Wellons hummed as prayer was being said and as the warden read the death warrant. Otherwise there was little movement visible as he lay on the gurney. He was seen to exhale a couple of times before his body seemed to quiver and then there was no more movement.

Three minutes before Wellons was declared dead a nurse standing to his left was seen asking one of the corrections officers if he was ok, just before the officer fainted.

In 1993, a Cobb County jury sentenced Wellons to death for the rape and murder of 15-year-old India Roberts in the Vinings townhouse of Wellons’ girlfriend. Wellons was supposed to be moving out of the townhouse when he abducted India as she was walking to her school bus stop the morning of Aug. 31, 1989. She was believed to have been strangled with a telephone cord.

Wellons' trial became a focus of national attention in 2010 when the U.S. Supreme Court ordered a hearing because one of Wellons' jurors gave a penis-shaped chocolate to the judge and another juror gave breast-shaped chocolates to the courthouse bailiff shortly after the verdict. After a review, the federal appeals court said that while the gifts were "tasteless and inappropriate," Wellons did not deserve a new trial because they played no part in the jury's deliberations.

This week, Wellons' case was in the spotlight again because he was to become the first Georgia inmate put to death with a compounded sedative made specifically for his execution. A state law passed last year shields the public — and even the courts — from knowing the identity of the compounding pharmacy, the qualifications of the execution team and details about the lethal-injection drug, pentobarbital. Wellons' execution was set just days after the state Supreme Court rejected a challenge to the secrecy law in a 5-2 decision issued last month.

Wellons’ attorneys had argued that the recently botched execution in Oklahoma and the lack of oversight of compounding pharmacies presented real risks that Wellons could suffer significant pain during his execution.

On April 29, condemned Oklahoma inmate Clayton Derrell Lockett writhed, gasped and struggled to lift his head after he had been declared unconscious on the lethal-injection gurney. Prison officials tried to stop the execution, but Lockett died of a massive heart attack.

A preliminary report released last week concluded that the IV line that was supposed to deliver the drugs had been improperly placed. The doctor who did the autopsy has asked for additional information to complete his report but was denied because of Oklahoma’s secrecy law regarding lethal injections.

Georgia has argued that it needs to protect the identities of lethal-injection drug providers to ensure the Department of Corrections can carry out executions. Public pressure has led pharmaceutical companies worldwide to refuse to sell such drugs to states for executions.
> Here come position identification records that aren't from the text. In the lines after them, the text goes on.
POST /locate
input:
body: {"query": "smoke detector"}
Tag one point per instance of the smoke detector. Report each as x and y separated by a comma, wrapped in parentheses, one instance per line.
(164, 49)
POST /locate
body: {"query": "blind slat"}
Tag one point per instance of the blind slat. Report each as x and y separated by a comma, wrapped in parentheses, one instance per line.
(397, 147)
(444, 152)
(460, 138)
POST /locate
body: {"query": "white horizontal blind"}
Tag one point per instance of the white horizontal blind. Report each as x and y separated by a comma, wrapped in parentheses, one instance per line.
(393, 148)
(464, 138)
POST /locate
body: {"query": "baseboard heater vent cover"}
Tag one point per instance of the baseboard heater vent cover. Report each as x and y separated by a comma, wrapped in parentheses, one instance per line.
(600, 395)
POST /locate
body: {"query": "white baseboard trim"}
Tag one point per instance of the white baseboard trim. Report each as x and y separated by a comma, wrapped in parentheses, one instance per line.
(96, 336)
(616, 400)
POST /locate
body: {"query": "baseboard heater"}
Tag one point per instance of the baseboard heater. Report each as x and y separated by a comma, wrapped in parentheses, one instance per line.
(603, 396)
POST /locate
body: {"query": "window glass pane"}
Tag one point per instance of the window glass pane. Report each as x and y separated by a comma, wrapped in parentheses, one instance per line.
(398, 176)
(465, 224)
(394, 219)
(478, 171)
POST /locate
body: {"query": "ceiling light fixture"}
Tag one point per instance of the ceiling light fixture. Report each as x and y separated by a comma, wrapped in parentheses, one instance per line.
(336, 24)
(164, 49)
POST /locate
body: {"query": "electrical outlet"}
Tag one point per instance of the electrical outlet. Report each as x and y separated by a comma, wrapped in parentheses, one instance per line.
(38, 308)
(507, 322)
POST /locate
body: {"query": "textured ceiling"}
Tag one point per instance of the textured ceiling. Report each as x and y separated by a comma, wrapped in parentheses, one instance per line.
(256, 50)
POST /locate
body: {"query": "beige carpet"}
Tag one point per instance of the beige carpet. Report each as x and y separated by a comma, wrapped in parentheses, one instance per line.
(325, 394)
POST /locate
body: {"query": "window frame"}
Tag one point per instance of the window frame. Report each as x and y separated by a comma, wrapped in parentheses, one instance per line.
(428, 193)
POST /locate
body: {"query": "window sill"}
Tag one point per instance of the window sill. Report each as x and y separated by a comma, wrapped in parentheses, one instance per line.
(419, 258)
Georgia initially used a three-drug cocktail but it had to change its protocols to using only one — a massive dose of pentobarbital, a sedative also used to euthanize animals. The state then had to make another change, turning to a compounding pharmacy, when it was still unable to obtain the drug.

On Tuesday, a three-judge panel of the federal appeals court in Atlanta unanimously declined to stop Wellons’ execution. The court said Wellons failed to clear a legal threshold by showing that the lethal-injection protocol to be used in his execution created a “demonstrated risk of severe pain that is substantial when compared to the known alternatives.”

But Judge Charles Wilson, writing separately, expressed concern over the state’s secrecy law. How could Wellons, the judge asked, show that he faced a risk of needless pain and suffering “when the state has passed a law prohibiting him from learning about the compound it plans to use to execute him?”

Wilson questioned the need to keep information about the lethal-injection process concealed from the public and the courts, “especially given the recent much-publicized botched execution in Oklahoma.”

“Unless judges have information about the specific nature of a method of execution,” Wilson wrote, “we cannot fulfill our constitutional role of determining whether a state’s method of execution violates the Eighth Amendment’s prohibition against cruel and unusual punishment before it becomes too late.”